- IPC code: FRA
- NPC: French Paralympic and Sports Committee
- Website: france-paralympique.fr
- Competitors: 21 (19 men and 2 women) in 3 sports
- Medals Ranked 9th: Gold 1 Silver 1 Bronze 1 Total 3

Winter Paralympics appearances (overview)
- 1976; 1980; 1984; 1988; 1992; 1994; 1998; 2002; 2006; 2010; 2014; 2018; 2022; 2026;

= France at the 1980 Winter Paralympics =

France competed at the 1980 Winter Paralympics in Geilo, Norway. 21 competitors (19 men and 2 women) won 3 medals, including 1 gold, 1 silver and 1 bronze.
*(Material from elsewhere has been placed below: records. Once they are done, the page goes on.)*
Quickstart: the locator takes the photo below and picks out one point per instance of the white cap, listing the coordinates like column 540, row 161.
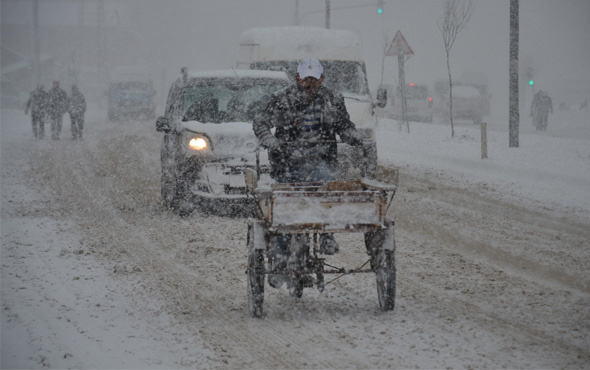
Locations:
column 310, row 67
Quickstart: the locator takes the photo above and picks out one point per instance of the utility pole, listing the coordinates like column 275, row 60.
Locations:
column 35, row 57
column 327, row 14
column 513, row 112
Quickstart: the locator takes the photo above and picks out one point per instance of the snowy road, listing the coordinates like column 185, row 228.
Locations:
column 482, row 282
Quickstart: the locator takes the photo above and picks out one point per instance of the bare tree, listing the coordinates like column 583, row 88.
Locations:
column 455, row 17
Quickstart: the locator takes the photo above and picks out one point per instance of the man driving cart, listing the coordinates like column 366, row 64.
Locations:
column 306, row 117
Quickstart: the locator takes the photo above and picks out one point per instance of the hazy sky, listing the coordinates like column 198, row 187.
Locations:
column 204, row 34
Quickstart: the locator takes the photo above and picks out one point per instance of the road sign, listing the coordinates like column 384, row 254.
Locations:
column 399, row 46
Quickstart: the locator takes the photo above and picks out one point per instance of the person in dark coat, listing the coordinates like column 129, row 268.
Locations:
column 37, row 104
column 57, row 107
column 77, row 109
column 540, row 108
column 307, row 117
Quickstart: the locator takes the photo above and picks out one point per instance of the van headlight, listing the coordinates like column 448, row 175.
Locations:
column 195, row 144
column 198, row 143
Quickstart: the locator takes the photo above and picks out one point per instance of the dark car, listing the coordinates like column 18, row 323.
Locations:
column 209, row 141
column 134, row 98
column 418, row 103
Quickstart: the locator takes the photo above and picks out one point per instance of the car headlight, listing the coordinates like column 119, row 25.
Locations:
column 195, row 144
column 198, row 143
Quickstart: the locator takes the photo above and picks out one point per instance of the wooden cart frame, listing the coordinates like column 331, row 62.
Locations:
column 303, row 210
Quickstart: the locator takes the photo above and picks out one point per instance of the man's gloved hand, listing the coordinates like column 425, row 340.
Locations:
column 270, row 142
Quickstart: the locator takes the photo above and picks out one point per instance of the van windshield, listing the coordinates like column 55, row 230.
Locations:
column 346, row 77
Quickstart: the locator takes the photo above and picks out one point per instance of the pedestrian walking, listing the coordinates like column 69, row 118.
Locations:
column 37, row 104
column 540, row 108
column 56, row 108
column 77, row 109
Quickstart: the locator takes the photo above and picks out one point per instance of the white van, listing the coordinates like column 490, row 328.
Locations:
column 339, row 51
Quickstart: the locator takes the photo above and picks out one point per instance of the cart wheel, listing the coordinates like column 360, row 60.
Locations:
column 295, row 286
column 255, row 277
column 385, row 273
France finished 9th in the medal table.

==Alpine skiing ==

The medalists are:

- 1 Bernard Baudean Men's Giant Slalom 2B
- 3 Remy Arnod Men's Slalom 2A

== Cross-country skiing ==

The medalists are:

- 2 Gerard Vandel Men's Short Distance 5 km 2A

== Ice sledge speed racing ==

Two athletes (Claude Ebner and Aime Planchon) represented France in ice sledge speed racing at the 1980 Winter Paralympics. No medals were won.